ORIGINAL RESEARCH article

Front. Psychiatry

Sec. Schizophrenia

Volume 16 - 2025 | doi: 10.3389/fpsyt.2025.1595197

This article is part of the Research TopicNatural Language Processing and Artificial Intelligence tools to explore the relationship between language and schizophrenia from diagnosis to careView all 4 articles

Deeper insight into speech characteristics of patients at Ultra-high risk using classification and explainability models

Provisionally accepted
Deok-Hee  Kim-DuforDeok-Hee Kim-Dufor1*Michel  WalterMichel Walter2Philippe  LencaPhilippe Lenca3Christophe  LemeyChristophe Lemey2,4
  • 1Limics, Sorbonne Université, Université Sorbonne Paris-Nord, INSERM, Paris, France
  • 2URCI, Department of Psychiatry, CHU de Brest, Brest, France
  • 3LUSSI, IMT Atlantique, Brest, Brittany, France
  • 4CEVUP, Department of Psychiatry, CHU de Brest, Brest, France

The final, formatted version of the article will be published soon.

Peculiar use of language and even language deficits are one of the well-known signs of schizophrenia. Different language features analyzed using natural language processing and machine learning have been reported to differentiate patients at ultra-high risk for psychosis. However, it has not always been explained how and to what extent those linguistic markers allow distinguishing patients. This study aims to find relevant linguistic markers for classifying patients at ultra-high risk and explain how the detected markers contribute to the classification. The first consultations with a psychiatrist of 68 patients (15 Not-At-Risk patients, 45 At-Risk patients, and 8 patients with First Episode Psychosis) were recorded, transcribed verbatim, and annotated for analyses using natural language processing. A gradient-boosted decision tree algorithm was tested to evaluate its potential to correctly classify three categories of patients and find relevant linguistic markers at the level of lexical richness, semantic coherence, speech disfluency, and syntactic complexity. The Synthetic Minority Oversampling Technique was used to handle imbalanced data, and the SHapley Additive exPlanations values were computed to measure feature importance and each feature's contributions to the classification. The model yielded good performance, that is, 0.82 accuracy, 0.82 F2-score, 0.85 precision, 0.82 recall, and 0.86 ROC-AUC score, with four linguistic variables that concern weak coherence, the use of "I", and filled pauses. Weak coherence seems to play a key role in classification. No significant differences in the use of "I" and filled pauses were found between groups using a statistical test, but an explainability model showed its different contributions.

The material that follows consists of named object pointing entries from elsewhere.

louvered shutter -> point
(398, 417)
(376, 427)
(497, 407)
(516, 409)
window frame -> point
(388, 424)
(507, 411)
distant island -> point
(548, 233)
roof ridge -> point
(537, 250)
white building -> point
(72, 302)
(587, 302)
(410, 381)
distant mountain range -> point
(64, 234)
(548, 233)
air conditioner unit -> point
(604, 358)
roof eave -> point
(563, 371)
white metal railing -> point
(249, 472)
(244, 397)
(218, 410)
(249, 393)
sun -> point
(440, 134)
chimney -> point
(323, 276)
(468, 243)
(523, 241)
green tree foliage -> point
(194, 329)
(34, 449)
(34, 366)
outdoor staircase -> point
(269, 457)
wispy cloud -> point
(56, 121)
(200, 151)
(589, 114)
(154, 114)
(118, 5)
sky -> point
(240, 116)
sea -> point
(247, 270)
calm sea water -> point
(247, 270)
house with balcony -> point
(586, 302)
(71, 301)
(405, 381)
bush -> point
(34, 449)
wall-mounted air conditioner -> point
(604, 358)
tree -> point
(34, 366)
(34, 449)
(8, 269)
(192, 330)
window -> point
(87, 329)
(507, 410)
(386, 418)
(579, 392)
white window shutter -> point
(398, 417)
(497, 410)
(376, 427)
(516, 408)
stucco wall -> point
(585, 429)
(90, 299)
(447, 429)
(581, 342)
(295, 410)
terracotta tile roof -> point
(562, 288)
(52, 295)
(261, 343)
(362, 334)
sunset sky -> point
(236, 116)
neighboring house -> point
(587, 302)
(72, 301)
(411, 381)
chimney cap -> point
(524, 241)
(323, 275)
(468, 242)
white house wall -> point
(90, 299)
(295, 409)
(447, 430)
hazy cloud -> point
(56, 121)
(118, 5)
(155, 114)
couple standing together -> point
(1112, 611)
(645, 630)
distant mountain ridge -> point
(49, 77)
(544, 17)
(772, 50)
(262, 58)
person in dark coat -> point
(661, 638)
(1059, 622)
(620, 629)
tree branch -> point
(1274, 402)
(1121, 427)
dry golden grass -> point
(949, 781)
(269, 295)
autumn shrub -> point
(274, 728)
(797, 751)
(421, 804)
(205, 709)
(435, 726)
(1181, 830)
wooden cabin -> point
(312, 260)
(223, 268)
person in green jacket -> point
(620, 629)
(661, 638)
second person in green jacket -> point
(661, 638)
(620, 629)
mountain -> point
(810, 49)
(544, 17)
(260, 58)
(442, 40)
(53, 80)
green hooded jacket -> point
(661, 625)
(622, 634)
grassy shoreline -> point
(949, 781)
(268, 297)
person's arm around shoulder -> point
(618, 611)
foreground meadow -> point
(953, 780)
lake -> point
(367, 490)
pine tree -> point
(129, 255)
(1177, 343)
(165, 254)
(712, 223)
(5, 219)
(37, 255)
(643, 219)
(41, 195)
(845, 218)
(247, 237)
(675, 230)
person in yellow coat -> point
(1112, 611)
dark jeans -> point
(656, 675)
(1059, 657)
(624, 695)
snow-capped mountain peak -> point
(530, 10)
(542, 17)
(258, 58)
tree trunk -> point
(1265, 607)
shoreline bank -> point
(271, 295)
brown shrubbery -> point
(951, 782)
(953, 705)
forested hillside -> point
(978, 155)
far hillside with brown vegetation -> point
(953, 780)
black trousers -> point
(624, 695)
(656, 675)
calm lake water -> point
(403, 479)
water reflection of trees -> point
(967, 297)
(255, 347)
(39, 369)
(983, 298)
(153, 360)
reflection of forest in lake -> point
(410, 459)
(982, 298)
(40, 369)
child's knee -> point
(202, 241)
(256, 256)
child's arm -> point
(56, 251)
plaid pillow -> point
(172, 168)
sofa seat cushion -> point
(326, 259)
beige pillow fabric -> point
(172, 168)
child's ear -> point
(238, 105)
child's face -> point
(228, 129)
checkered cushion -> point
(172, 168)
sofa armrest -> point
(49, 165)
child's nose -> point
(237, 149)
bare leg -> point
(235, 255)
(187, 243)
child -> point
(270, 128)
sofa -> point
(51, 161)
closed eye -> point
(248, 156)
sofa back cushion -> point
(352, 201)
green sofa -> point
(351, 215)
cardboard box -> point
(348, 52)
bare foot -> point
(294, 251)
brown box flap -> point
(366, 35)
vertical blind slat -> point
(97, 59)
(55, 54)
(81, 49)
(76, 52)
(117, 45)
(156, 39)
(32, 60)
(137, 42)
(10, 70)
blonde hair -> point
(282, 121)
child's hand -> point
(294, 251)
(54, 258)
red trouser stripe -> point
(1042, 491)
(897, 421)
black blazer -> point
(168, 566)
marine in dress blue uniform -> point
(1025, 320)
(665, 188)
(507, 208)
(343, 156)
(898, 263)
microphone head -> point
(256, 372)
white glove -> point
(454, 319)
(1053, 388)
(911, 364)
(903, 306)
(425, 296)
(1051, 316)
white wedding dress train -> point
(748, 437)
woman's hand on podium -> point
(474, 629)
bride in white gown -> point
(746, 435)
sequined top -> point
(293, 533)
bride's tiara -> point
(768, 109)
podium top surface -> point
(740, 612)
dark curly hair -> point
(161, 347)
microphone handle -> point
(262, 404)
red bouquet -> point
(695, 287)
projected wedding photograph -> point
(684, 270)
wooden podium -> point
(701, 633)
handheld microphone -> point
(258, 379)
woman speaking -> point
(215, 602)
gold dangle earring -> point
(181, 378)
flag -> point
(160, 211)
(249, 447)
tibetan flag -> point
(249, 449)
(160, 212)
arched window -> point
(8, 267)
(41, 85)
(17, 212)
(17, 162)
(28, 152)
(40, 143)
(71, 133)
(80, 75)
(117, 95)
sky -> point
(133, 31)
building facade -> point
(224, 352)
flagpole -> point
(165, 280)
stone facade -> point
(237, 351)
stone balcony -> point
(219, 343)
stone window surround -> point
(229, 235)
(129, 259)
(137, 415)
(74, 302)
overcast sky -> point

The contribution of each linguistic feature to the classification by patient group provided deeper insight into linguistic manifestations of each patient group and their subtle differences, which could help better analyze and understand patients' language behaviors.

Keywords: UHR patients, spoken language, Natural Language Processing, XGBoost, SMOTE, SHAP values

Received: 17 Mar 2025; Accepted: 23 May 2025.

Copyright: © 2025 Kim-Dufor, Walter, Lenca and Lemey. This is an open-access article distributed under the terms of the Creative Commons Attribution License (CC BY). The use, distribution or reproduction in other forums is permitted, provided the original author(s) or licensor are credited and that the original publication in this journal is cited, in accordance with accepted academic practice. No use, distribution or reproduction is permitted which does not comply with these terms.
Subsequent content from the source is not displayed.